This was an unusual mail week. Rather than just the usual advertisements, credit card solicitations and bills, I received three personal hand written letters, carefully and thoughtfully composed, all meant to encourage me. They were written in response to a professional honor I had received that was recently publicized in a local magazine, but I was amazed at the caring shown by three different women who took the time to sit down and write to me.
It reminded me how infrequently I actually hand write any communication any more, how dependent I’ve become on the instantaneous nature of email, and how much I used to enjoy writing letters back and forth to family and friends, in what feels like another life. It has been too long. I am determined to write a letter a week to someone who needs to be able to feel the caring right in their hands.
Letters can be forever–a tangible representation of the writer illustrated by their choice of envelope, stamp and paper, writing utensil, style of script, sometimes a scent.

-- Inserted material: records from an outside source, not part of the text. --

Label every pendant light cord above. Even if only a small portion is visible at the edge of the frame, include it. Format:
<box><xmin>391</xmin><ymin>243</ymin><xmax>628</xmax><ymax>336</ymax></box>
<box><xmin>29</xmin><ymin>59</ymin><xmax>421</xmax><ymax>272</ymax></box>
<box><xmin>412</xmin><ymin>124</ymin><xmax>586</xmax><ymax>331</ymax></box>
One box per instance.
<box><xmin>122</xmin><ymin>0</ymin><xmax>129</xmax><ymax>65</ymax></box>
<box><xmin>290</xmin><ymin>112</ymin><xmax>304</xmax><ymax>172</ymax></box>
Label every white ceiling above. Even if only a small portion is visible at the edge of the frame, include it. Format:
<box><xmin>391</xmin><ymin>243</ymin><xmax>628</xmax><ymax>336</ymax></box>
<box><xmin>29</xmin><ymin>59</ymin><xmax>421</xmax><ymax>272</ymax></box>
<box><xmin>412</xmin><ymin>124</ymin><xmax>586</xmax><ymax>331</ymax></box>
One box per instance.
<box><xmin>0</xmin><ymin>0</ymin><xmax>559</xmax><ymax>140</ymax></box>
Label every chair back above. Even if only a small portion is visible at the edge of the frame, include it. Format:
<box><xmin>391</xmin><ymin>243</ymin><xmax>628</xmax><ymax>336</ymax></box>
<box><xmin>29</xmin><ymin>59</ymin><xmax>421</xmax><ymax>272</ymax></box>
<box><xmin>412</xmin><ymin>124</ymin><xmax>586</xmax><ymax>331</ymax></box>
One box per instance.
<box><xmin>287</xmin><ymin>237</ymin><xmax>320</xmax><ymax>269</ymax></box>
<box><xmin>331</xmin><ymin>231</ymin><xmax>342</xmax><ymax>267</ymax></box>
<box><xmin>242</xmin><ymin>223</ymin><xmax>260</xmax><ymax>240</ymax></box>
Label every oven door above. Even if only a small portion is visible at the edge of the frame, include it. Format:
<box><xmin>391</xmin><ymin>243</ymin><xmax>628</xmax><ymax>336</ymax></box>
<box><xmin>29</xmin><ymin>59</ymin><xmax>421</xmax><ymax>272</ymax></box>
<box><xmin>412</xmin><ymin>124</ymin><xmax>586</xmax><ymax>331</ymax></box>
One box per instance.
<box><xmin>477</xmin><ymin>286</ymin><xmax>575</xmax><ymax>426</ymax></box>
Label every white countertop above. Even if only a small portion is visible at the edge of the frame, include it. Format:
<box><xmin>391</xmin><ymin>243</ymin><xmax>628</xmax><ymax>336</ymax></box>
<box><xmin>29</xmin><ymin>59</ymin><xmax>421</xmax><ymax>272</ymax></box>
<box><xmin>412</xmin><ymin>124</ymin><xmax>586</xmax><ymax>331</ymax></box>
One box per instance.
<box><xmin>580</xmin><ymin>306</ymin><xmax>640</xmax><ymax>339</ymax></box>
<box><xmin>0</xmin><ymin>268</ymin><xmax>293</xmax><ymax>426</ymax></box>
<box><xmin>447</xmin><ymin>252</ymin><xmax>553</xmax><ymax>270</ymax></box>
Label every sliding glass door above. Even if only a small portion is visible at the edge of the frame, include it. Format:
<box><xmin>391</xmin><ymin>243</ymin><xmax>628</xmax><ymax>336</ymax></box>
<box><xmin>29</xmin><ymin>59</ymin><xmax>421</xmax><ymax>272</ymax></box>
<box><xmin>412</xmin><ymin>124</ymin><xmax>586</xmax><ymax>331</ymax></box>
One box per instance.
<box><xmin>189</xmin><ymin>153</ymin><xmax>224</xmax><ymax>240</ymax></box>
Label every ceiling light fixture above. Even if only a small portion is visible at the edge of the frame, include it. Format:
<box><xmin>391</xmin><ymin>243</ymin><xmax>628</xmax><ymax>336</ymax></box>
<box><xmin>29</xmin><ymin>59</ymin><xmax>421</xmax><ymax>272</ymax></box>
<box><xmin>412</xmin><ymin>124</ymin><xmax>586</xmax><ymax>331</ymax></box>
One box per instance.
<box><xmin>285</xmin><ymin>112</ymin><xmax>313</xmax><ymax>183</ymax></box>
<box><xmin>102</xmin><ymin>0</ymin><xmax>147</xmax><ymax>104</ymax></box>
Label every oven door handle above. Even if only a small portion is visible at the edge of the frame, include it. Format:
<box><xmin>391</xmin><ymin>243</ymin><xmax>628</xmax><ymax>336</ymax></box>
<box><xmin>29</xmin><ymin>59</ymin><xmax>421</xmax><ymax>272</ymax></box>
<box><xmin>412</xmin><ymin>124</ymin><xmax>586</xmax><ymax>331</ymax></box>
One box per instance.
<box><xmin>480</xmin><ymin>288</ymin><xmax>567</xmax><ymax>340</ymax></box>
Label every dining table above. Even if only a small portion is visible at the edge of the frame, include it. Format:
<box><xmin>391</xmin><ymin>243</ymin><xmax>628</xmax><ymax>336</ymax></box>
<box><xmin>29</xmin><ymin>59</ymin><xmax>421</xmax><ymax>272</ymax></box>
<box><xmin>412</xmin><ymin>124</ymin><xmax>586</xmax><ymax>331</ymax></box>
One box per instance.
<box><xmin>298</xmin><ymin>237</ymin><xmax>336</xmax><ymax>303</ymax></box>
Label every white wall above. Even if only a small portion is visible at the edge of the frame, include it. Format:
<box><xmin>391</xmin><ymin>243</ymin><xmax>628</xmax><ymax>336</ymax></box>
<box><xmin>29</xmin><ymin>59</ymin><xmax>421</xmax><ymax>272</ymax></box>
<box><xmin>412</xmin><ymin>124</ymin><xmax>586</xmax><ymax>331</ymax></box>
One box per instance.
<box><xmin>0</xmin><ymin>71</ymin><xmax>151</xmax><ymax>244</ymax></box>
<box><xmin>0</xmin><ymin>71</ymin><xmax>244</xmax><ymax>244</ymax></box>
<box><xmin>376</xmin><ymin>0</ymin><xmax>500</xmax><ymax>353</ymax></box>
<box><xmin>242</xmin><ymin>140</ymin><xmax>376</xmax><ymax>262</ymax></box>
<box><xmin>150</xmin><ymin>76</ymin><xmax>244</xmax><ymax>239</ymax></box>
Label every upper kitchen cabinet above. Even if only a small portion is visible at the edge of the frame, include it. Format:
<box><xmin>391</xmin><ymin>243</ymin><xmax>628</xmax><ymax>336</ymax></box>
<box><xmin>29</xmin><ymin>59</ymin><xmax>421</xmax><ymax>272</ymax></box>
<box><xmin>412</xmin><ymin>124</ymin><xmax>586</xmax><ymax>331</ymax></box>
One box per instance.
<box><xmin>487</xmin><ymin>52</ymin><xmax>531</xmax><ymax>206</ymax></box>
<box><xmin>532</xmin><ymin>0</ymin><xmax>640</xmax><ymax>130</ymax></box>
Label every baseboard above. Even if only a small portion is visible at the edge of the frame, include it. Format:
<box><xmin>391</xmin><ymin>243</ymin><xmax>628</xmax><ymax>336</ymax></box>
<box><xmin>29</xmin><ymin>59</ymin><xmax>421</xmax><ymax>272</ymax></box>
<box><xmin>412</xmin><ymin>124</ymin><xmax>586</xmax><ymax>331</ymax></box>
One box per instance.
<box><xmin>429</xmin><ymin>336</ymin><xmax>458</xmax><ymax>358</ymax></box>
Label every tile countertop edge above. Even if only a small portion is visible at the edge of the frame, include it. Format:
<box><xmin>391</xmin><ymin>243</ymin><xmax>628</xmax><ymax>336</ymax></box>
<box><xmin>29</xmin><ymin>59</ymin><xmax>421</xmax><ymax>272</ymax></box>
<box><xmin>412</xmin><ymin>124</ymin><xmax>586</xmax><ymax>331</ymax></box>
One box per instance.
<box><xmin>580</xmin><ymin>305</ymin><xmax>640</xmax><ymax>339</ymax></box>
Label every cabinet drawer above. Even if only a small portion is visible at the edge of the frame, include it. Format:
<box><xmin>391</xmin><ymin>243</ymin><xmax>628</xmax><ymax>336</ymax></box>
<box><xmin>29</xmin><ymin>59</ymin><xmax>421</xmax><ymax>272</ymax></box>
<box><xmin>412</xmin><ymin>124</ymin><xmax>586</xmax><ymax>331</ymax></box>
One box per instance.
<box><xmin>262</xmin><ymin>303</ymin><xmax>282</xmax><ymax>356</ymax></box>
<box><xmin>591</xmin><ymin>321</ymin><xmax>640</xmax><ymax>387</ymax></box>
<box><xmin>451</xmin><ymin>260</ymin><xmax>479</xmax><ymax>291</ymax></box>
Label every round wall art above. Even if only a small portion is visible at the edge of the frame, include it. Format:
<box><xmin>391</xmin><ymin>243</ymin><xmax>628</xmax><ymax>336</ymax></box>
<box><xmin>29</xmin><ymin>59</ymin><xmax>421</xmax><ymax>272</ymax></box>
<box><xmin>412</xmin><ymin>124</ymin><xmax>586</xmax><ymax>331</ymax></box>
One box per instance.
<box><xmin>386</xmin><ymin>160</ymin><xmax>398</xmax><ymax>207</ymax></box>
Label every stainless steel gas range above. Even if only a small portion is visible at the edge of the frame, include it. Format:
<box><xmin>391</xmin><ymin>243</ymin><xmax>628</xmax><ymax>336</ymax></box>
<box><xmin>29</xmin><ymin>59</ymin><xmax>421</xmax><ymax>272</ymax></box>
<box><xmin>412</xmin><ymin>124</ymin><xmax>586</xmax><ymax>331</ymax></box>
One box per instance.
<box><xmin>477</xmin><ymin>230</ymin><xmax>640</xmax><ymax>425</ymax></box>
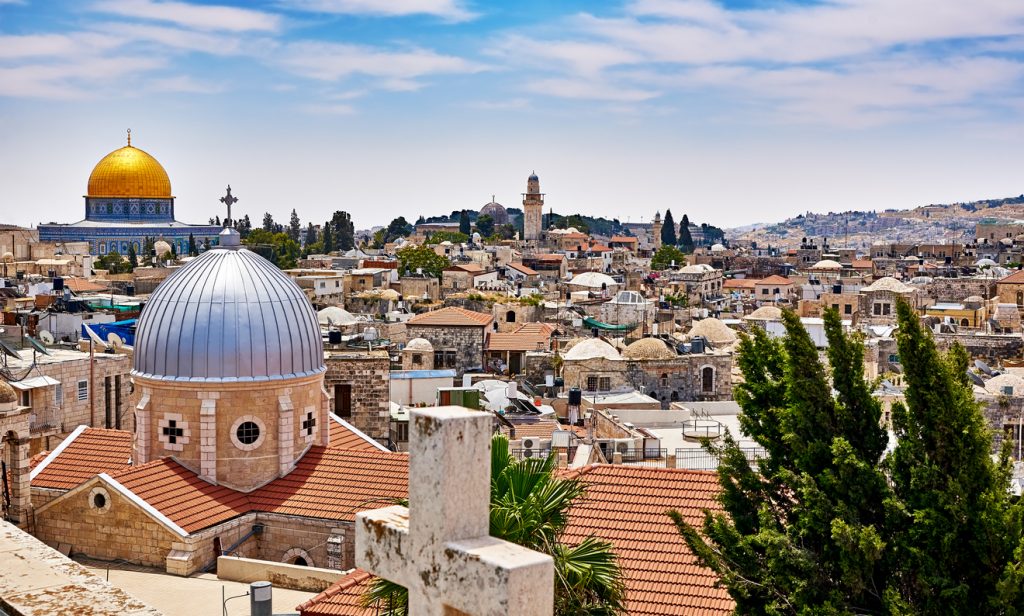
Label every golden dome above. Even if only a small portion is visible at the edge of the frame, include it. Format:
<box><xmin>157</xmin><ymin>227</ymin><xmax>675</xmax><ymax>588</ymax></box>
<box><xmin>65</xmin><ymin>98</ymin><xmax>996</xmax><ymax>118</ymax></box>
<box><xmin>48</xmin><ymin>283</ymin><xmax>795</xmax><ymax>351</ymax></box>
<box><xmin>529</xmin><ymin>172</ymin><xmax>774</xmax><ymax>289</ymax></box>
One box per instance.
<box><xmin>87</xmin><ymin>141</ymin><xmax>171</xmax><ymax>199</ymax></box>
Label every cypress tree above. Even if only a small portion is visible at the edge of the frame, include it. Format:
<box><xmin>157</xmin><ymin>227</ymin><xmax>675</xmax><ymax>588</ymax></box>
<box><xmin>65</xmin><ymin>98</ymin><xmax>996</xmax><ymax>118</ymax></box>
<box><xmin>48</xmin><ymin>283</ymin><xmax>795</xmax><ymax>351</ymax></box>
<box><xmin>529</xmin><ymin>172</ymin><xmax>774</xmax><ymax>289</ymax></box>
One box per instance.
<box><xmin>887</xmin><ymin>301</ymin><xmax>1024</xmax><ymax>614</ymax></box>
<box><xmin>662</xmin><ymin>210</ymin><xmax>679</xmax><ymax>246</ymax></box>
<box><xmin>679</xmin><ymin>214</ymin><xmax>693</xmax><ymax>253</ymax></box>
<box><xmin>670</xmin><ymin>310</ymin><xmax>889</xmax><ymax>614</ymax></box>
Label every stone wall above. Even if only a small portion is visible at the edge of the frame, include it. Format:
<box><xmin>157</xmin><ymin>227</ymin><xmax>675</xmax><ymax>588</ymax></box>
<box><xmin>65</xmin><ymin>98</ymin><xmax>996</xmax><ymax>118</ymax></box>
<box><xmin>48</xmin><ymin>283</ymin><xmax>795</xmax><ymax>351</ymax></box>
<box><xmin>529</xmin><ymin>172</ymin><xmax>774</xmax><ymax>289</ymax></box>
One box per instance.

The neatness or hurried nature of the writing says something about the urgency with which it was written. Emails have none of those features, and can feel ephemeral, although we know they can always be found and retrieved, for good and for ill, by those who know how to look for them.
One of my hopeful summer projects will be sorting through my parents’ letters to each other during their three year separation while my father served as a Marine in the South Pacific during WWII. The letters are tied in bundles in a large box that I have not had the will to open since moving my mother’s possessions after her death 18 months ago. I know once I start to read these very private and heartfelt letters, I will find it difficult to stop.
Does a blog of daily thoughts become a reasonable substitute for a collection of letters? Hardly. The page that can be held in the reader’s hands holds the writer too. That is something a computer screen can never manage.